Les prochaines élections générales se dérouleront en octobre 2026. Énormément de choses pourraient arriver d’ici là.

Mme Anglade peut-elle encore gagner la confiance de ses membres ? Cette décision relève des militants libéraux, et non de la population générale.

Un départ précipité de Mme Anglade avancerait la course à sa succession. Plus elle survient tôt, moins les candidats de prestige venus de l’extérieur se manifesteront. Parce qu’ils n’auront pas eu le temps de s’organiser, et aussi parce que l’impopularité du Parti libéral les découragera.
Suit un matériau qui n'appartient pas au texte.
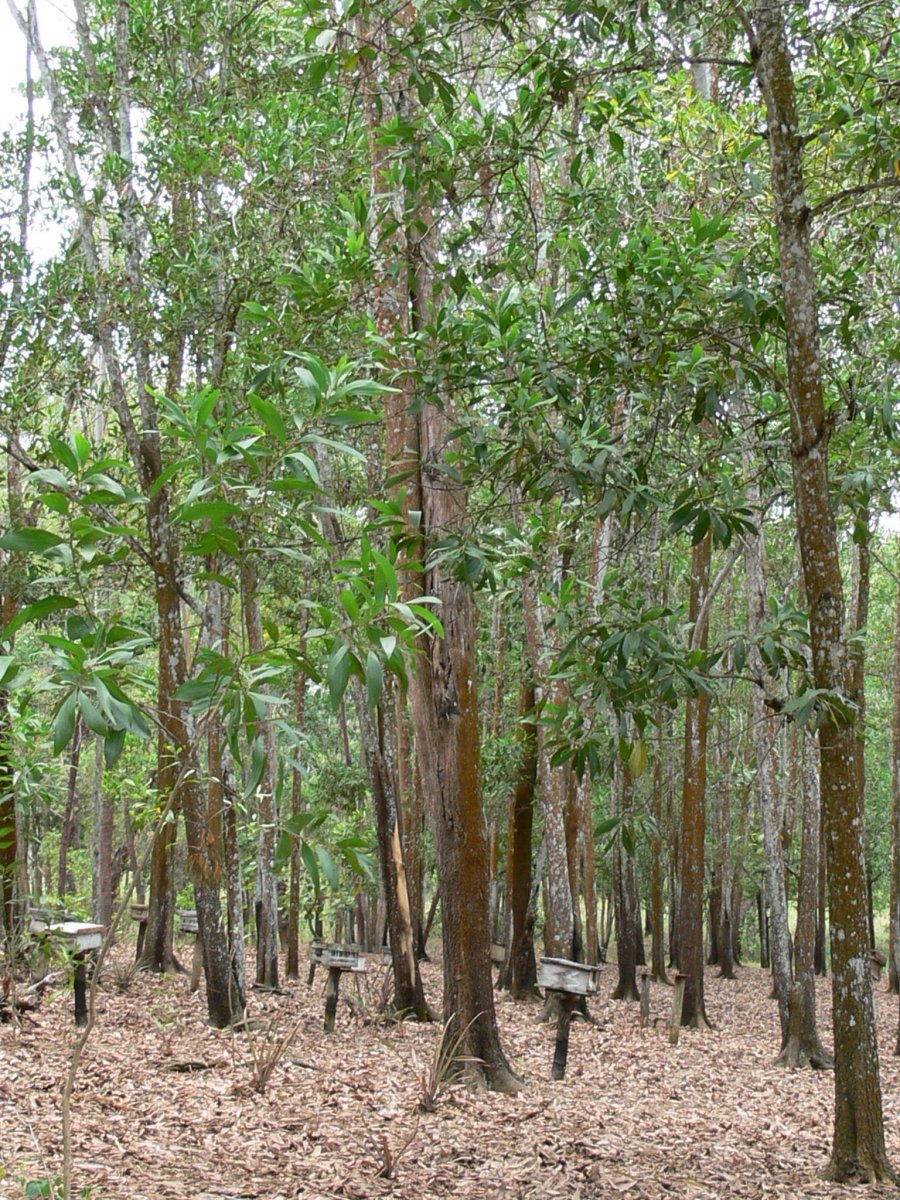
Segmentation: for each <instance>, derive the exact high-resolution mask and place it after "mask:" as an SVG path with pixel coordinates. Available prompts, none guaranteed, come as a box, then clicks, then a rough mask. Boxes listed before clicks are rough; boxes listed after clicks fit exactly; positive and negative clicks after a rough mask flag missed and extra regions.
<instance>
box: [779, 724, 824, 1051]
mask: <svg viewBox="0 0 900 1200" xmlns="http://www.w3.org/2000/svg"><path fill="white" fill-rule="evenodd" d="M800 738H802V746H800V760H802V766H800V785H802V788H803V833H802V839H803V840H802V842H800V880H799V884H798V887H797V932H796V935H794V942H793V944H794V964H796V972H794V982H793V984H792V986H791V991H790V996H788V1024H787V1034H786V1037H785V1038H784V1044H782V1046H781V1054H780V1055H779V1057H778V1061H779V1062H780V1063H781V1064H784V1066H785V1067H804V1066H806V1063H809V1064H810V1066H811V1067H833V1066H834V1060H833V1058H832V1056H830V1054H829V1052H828V1051H827V1050H826V1049H824V1048H823V1046H822V1043H821V1042H820V1039H818V1027H817V1025H816V961H815V956H816V886H817V881H818V824H820V799H818V745H817V743H816V739H815V737H814V736H812V734H811V733H806V732H804V731H800Z"/></svg>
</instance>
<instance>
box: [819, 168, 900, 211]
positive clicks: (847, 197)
mask: <svg viewBox="0 0 900 1200" xmlns="http://www.w3.org/2000/svg"><path fill="white" fill-rule="evenodd" d="M887 187H900V175H884V176H883V178H882V179H876V180H874V181H872V182H871V184H857V186H856V187H845V188H844V190H842V191H840V192H835V193H834V196H829V197H828V198H827V199H824V200H822V202H821V203H820V204H817V205H816V206H815V208H814V209H810V210H809V215H810V217H814V218H815V217H817V216H818V214H820V212H824V210H826V209H830V208H832V205H833V204H840V203H841V200H848V199H850V198H851V197H853V196H865V194H866V192H880V191H883V190H884V188H887Z"/></svg>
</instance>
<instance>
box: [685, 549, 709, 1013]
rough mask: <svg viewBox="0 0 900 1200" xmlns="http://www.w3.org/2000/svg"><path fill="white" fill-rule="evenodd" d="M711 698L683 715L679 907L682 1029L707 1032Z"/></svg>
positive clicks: (695, 557)
mask: <svg viewBox="0 0 900 1200" xmlns="http://www.w3.org/2000/svg"><path fill="white" fill-rule="evenodd" d="M710 556H712V540H710V535H709V534H708V533H707V535H706V536H704V538H703V539H702V540H701V541H698V542H697V545H696V546H694V548H692V550H691V590H690V608H689V618H688V619H689V622H690V624H691V628H692V635H691V647H692V648H697V649H706V647H707V641H708V634H709V611H708V605H707V602H706V600H707V594H708V592H709V562H710ZM708 713H709V697H708V696H706V695H703V696H689V697H688V700H686V701H685V714H684V775H683V781H682V836H680V847H679V848H680V904H679V913H678V940H677V948H678V970H679V972H680V973H682V974H684V976H686V977H688V978H686V979H685V985H684V1003H683V1006H682V1025H692V1026H696V1027H697V1028H708V1026H709V1021H708V1019H707V1014H706V1006H704V1002H703V862H704V858H703V839H704V835H706V774H707V718H708Z"/></svg>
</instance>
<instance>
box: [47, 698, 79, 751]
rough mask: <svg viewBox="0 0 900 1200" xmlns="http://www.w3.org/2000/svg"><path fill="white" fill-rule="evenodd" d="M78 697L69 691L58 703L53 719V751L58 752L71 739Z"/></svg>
mask: <svg viewBox="0 0 900 1200" xmlns="http://www.w3.org/2000/svg"><path fill="white" fill-rule="evenodd" d="M77 707H78V697H77V695H76V692H73V691H71V692H70V694H68V695H67V696H66V698H65V700H64V701H62V703H61V704H60V707H59V709H58V712H56V715H55V718H54V719H53V752H54V754H60V752H61V751H62V750H65V748H66V746H67V745H68V743H70V742H71V740H72V734H73V733H74V722H76V709H77Z"/></svg>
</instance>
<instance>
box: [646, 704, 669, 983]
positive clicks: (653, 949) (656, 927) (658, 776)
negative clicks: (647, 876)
mask: <svg viewBox="0 0 900 1200" xmlns="http://www.w3.org/2000/svg"><path fill="white" fill-rule="evenodd" d="M662 722H664V716H662V713H661V712H658V714H656V757H655V760H654V763H653V799H652V812H653V823H654V826H655V830H656V832H655V833H654V835H653V839H652V840H650V928H652V938H653V941H652V943H650V977H652V978H653V979H654V982H655V983H668V976H667V974H666V937H665V928H664V918H665V913H664V908H662V883H664V878H665V871H664V863H662V788H664V778H665V768H664V763H662V755H664V732H662V731H664V724H662Z"/></svg>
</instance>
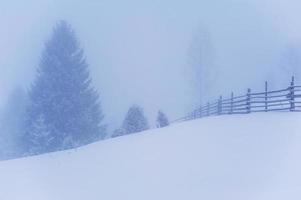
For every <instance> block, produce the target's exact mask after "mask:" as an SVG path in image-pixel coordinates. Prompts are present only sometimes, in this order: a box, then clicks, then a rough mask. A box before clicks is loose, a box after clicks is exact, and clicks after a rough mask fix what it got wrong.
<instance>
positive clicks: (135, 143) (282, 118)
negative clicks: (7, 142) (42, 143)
mask: <svg viewBox="0 0 301 200" xmlns="http://www.w3.org/2000/svg"><path fill="white" fill-rule="evenodd" d="M0 199H1V200H99V199H104V200H115V199H116V200H120V199H123V200H161V199H162V200H194V199H195V200H200V199H206V200H211V199H216V200H223V199H228V200H251V199H252V200H278V199H279V200H280V199H281V200H283V199H290V200H293V199H296V200H297V199H298V200H299V199H301V114H300V113H261V114H250V115H233V116H220V117H208V118H203V119H199V120H194V121H189V122H184V123H180V124H173V125H172V126H169V127H167V128H162V129H156V130H150V131H145V132H142V133H138V134H134V135H129V136H124V137H119V138H115V139H110V140H106V141H102V142H98V143H95V144H92V145H88V146H86V147H82V148H79V149H77V150H70V151H64V152H58V153H51V154H46V155H41V156H35V157H29V158H22V159H17V160H10V161H1V162H0Z"/></svg>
De plus, si la cheffe démissionne aujourd’hui, une élection partielle devra être déclenchée avant l’été. Tout indique qu’elle se déroulerait avant l’élection de la personne qui lui succédera. Si ce successeur vient de l’externe, elle ne pourra donc pas profiter de la partielle pour devenir député. Et nul ne sait si un autre siège gagnable pour les libéraux se libérerait avant 2026. C’est un pensez-y-bien, car un nouveau chef sans siège à l’Assemblée peinerait à se faire valoir.

Voilà en somme ce qui peut inciter à la prudence.

Mais inversement, il y a une chose qui devrait inquiéter Mme Anglade : tout ce que j’ai écrit, les vieux libéraux comme Nicole Ménard le savent. Et malgré tout, ils réclament son départ, car ils ont perdu confiance pour de bon à la suite de l’expulsion inutile de la députée Marie-Claude Nichols.

Si la cheffe veut s’accrocher, selon ce qu’on me raconte, elle doit envoyer un signal. Comme un changement dans son entourage pour apaiser les tensions à l’interne.

Ce serait sa dernière chance pour gagner du temps et réussir l’improbable exploit de regagner la confiance du parti après une raclée électorale.

Ultimement, cette décision ne dépendra pas d’elle. Mais chose certaine, ceux qui la prendront auront un choix moins simple qu’il n’y paraît.